When Leo died, one of the first ‘plans’ we made was to get away from it all, and go on a holiday. We discussed going somewhere that wasn’t already on our list, because we actually wanted to enjoy going to those places, and also somewhere we’d probably never go again, but could if we wanted too. The delicate balance of protecting your heart in the early days of raw grief, when you don’t even know what sort of holiday could hurt your heart.
Anyway, it never happened. Until this weekend. We went to Devon, by the coast. A cheapy holiday with no real plans other than to go a write Leo’s name in the sand. Oh, and buy windmills. Because when you have a dead baby – windmills and writing his name in the sand is literally what you live for. And the coast has better windmills.
The problem with the notion of escaping reality is that is a load of bollocks. Reality can’t actually be escaped. Wherever we go, Leo died. We don’t hit the border of Oxfordshire and drive into a parallel life. If we did, I’d have bloody moved house months ago. We can’t check in to a holiday and stop grieving. Why are holidays meant to make things better? “Enforced Fun for Grieving Adults” sounds like the next new Saga holiday package.
We did enjoy ourselves this weekend. We made memories. And we made Leo apart of it – as we do everything these days. It’s just that enjoyment is a funny old game. Essentially, we have become Oscar winning actors in the incredibly depressing film of life after stillbirth. We even got the cinematography Oscar too, because, well we make enjoyment even look faultless. It not a conscious fakery. It’s a quickly grown habit. And it doesn’t take much to make us realise how good we are.
This weekend, we travelled nearly 200 miles from home. In the process, we virtually went back in time.
Whilst having a cream tea, looking out to the sea off the Devon coast, I grabbed a bit of 3G to send some of our now mum-friends pictures of their babies names in the sand. I still feel guilty that I couldn’t do more names. There just wasn’t enough dry sand for them all.
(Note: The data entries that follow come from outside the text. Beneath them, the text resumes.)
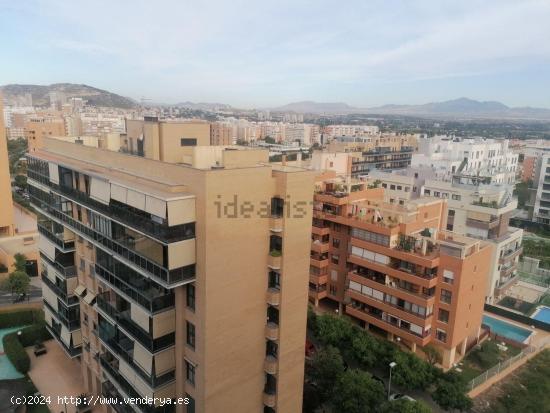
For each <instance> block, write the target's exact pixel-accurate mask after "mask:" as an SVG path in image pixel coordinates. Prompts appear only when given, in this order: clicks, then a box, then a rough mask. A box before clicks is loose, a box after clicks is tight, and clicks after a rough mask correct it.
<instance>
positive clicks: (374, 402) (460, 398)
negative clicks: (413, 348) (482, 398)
mask: <svg viewBox="0 0 550 413" xmlns="http://www.w3.org/2000/svg"><path fill="white" fill-rule="evenodd" d="M308 329H309V330H310V332H312V333H313V334H314V336H315V337H316V339H317V341H319V342H320V343H321V344H322V345H323V347H322V348H321V349H319V350H318V354H317V355H316V356H315V357H314V359H313V361H312V363H311V365H307V366H306V377H307V380H308V381H309V382H310V383H315V384H316V385H317V386H318V390H319V393H320V395H321V397H320V398H319V401H318V402H319V403H320V404H322V403H324V402H325V401H327V400H328V401H327V403H330V404H331V406H332V407H333V409H334V411H335V412H340V411H342V412H343V411H346V412H371V411H372V412H385V411H388V412H389V411H403V412H424V411H429V410H426V408H425V406H423V405H420V404H414V403H413V404H412V405H410V404H408V403H400V404H395V405H394V403H395V402H391V406H390V407H388V406H386V404H385V403H383V400H384V396H383V395H382V398H381V399H380V403H382V404H380V403H375V402H373V400H376V397H377V394H378V392H379V390H380V389H379V388H378V386H380V387H381V385H380V384H379V383H378V382H374V383H371V382H373V380H372V378H371V377H370V374H369V373H368V372H367V370H369V369H378V370H384V371H386V370H387V368H388V364H389V363H390V362H392V361H393V362H395V363H397V366H396V367H395V368H394V369H393V373H392V383H395V384H396V385H397V386H399V387H400V388H401V389H403V390H414V389H418V390H424V391H427V392H428V393H432V397H433V399H434V400H435V401H436V402H437V403H438V404H440V406H441V407H443V408H445V409H458V410H467V409H468V408H469V406H471V400H470V399H469V398H468V396H467V395H466V381H465V380H464V379H463V378H462V377H461V376H460V375H457V374H456V373H453V372H451V373H444V372H443V371H442V370H441V369H439V368H437V367H435V366H434V365H433V364H435V362H436V361H437V358H438V357H439V354H438V353H437V351H436V350H435V349H433V352H435V353H437V355H436V354H433V352H432V350H427V349H425V351H426V352H427V354H431V357H432V359H431V360H430V362H426V361H424V360H422V359H420V358H419V357H418V356H416V355H415V354H413V353H410V352H405V351H402V350H401V349H399V347H397V346H396V345H395V344H393V343H391V342H388V341H387V340H383V339H379V338H377V337H375V336H373V335H371V334H369V333H368V332H367V331H365V330H363V329H361V328H360V327H359V326H357V325H355V324H353V323H352V322H351V321H350V320H349V319H348V318H346V317H339V316H335V315H332V314H324V315H320V316H316V315H315V313H314V312H313V311H312V310H311V309H310V310H309V311H308ZM429 357H430V356H429ZM328 359H330V360H331V361H327V360H328ZM321 362H323V363H325V364H326V366H324V367H318V366H316V363H321ZM342 363H343V365H344V366H346V365H347V363H349V365H351V366H354V367H356V368H358V370H346V369H344V372H342V366H341V364H342ZM335 378H336V379H335ZM351 379H353V380H355V381H356V382H360V383H361V386H360V387H361V388H362V390H354V391H355V392H357V391H361V392H364V393H362V394H361V395H360V396H356V398H357V399H358V400H369V403H371V404H369V405H361V403H362V402H361V403H358V404H355V403H354V402H353V397H352V396H350V395H349V393H345V390H344V389H343V387H342V385H341V384H342V383H345V384H346V385H345V387H347V388H348V389H349V388H354V389H355V385H353V386H352V385H350V384H349V383H348V380H351ZM433 383H436V385H435V386H433ZM335 393H337V394H335ZM382 393H383V391H382ZM342 394H347V396H346V397H343V396H342ZM329 396H330V397H329ZM344 399H350V400H351V401H350V400H347V401H345V400H344ZM311 400H312V399H311V397H310V398H309V399H308V403H309V402H311ZM344 403H345V404H344ZM396 406H399V407H398V408H399V409H402V410H397V407H396ZM384 409H389V410H384ZM392 409H393V410H392Z"/></svg>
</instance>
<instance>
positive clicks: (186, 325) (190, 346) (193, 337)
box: [186, 321, 195, 350]
mask: <svg viewBox="0 0 550 413" xmlns="http://www.w3.org/2000/svg"><path fill="white" fill-rule="evenodd" d="M186 323H187V325H186V330H187V344H188V345H189V346H190V347H191V348H192V349H193V350H194V349H195V325H194V324H193V323H190V322H189V321H186Z"/></svg>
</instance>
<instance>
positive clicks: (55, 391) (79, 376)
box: [27, 340, 96, 413]
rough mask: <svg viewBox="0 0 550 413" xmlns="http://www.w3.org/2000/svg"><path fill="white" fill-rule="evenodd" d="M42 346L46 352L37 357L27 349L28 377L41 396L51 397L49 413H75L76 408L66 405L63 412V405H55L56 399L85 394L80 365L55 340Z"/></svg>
mask: <svg viewBox="0 0 550 413" xmlns="http://www.w3.org/2000/svg"><path fill="white" fill-rule="evenodd" d="M44 345H45V346H46V349H47V350H48V352H47V353H46V354H44V355H42V356H39V357H36V356H35V355H34V353H33V348H32V347H28V348H27V353H28V354H29V357H30V358H31V369H30V371H29V376H30V378H31V379H32V381H33V383H34V385H35V386H36V388H37V389H38V391H39V392H40V393H41V394H42V395H44V396H50V397H51V404H50V405H49V406H48V408H49V409H50V411H51V412H53V413H57V412H67V413H75V412H76V406H74V405H70V404H67V410H65V406H64V405H63V404H61V405H60V404H58V403H57V402H58V399H57V397H58V396H69V397H70V396H75V397H76V396H79V395H80V394H82V393H86V391H85V387H84V382H83V380H82V371H81V368H80V363H79V362H78V360H76V359H70V358H69V357H68V356H67V355H66V354H65V352H64V351H63V349H62V348H61V346H60V345H59V344H58V343H57V342H56V341H55V340H48V341H46V342H45V343H44ZM94 411H96V410H94Z"/></svg>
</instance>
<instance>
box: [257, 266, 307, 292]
mask: <svg viewBox="0 0 550 413" xmlns="http://www.w3.org/2000/svg"><path fill="white" fill-rule="evenodd" d="M313 268H315V267H313ZM267 283H268V287H269V288H276V289H279V288H280V287H281V274H279V273H278V272H276V271H269V274H268V279H267Z"/></svg>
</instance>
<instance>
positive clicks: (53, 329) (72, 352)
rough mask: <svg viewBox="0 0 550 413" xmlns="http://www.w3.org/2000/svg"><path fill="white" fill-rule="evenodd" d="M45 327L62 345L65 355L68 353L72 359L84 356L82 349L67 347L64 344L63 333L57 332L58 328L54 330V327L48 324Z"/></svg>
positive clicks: (64, 343) (78, 348) (62, 347)
mask: <svg viewBox="0 0 550 413" xmlns="http://www.w3.org/2000/svg"><path fill="white" fill-rule="evenodd" d="M45 326H46V329H47V330H48V331H49V332H50V334H51V335H52V337H54V338H55V340H56V341H57V342H58V343H59V344H60V345H61V347H62V348H63V350H64V351H65V353H67V355H68V356H69V357H70V358H75V357H78V356H80V355H81V354H82V347H67V345H66V344H65V343H64V342H63V340H61V332H60V331H57V329H56V328H53V327H51V326H49V325H48V324H47V323H46V324H45Z"/></svg>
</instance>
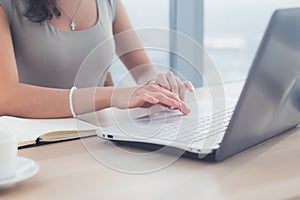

Anyway, whilst there I recognised this woman. Now, I’m useless at this game – The Wife is lucky that I recognise her some days. A few minutes later, a couple (the other half of this woman I recognised) walk into the cafe with a buggy. I was more interested in the buggy. Still with car seat, a newborn. Inhale. Exhale. The Wife comments that she recognises the man. I looked at him, still useless, figure maybe it was someone famous (flashbacks to when The Wife saw Nicholas Cage in Glastonbury – the village, not the festival). But no, 200 miles away from home on a random weekend in June, a couple from our antenatal classes decide to use the same little cafe in the same little seaside Devon town that we are in. Fuck you, universe. This is our post-stillbirth escape from reality. They got to keep their baby. At least give us this. Give us one moment.
You see, trying to disappear from reality is pointless. Reality is always there. Sometimes, in fucking technicolor. Your would-be should-be life, smack bang infront of you in 4D.
Thank the world for sunglasses.
Whilst this is an extreme – this is a regular occurance. I can just about breathe in and breathe out the countless babies and pushchairs in the world. It’s made easier by babies tending to not be pushed around with their age, name or whatever else plastered to them. I can therefore distance that reality from my should-be life, to a degree anyway. But there are a good handful of Leo’s due date babies (plus or minus a week or so) that live near us. Or in the house next door. And that’s brutal.
Knowing their ages makes it a game of finding something else shiny to look at. Or pretending to play on your phone that died half an hour ago. Or just shutting the door again, and going out another day. We can be acting that beautiful scene of a glorious, sunny bank holiday weekend when crash, reality. Seeing it, complete with chubby knees and chubby wrists. Bright eyes. Baby giggles.
So, no matter what act we may perfectly play of happiness for our own benefit. Leo is still dead. We didn’t get to dip his toes in the water. We got to bring him back a pebble from the beach for his grave.
There is no world that this is okay.
I do not want lemons.
I really do not want lemonade.
Homemade lemonade is a poor imitation.
I just want my little Leo.
No matter how much we tell reality to fuck off. It’s still there. It’ll always still be there.
It’s not other people’s fault. Technically, it’s no ones fault. If I sound bitter at the couples who got to keep their babies though, it’s because I am. Right this second, I am. I’m not ashamed of that. It’s a choice of being angry and bitter at our would-be parent friends, or eachother.
I wanted to break down a sob on the way to see Leo this afternoon – a fair detour in an already three hour journey back from holiday. But as soon as I get there, it goes. This is my colourful, windmill filled lemonade, and it sucks.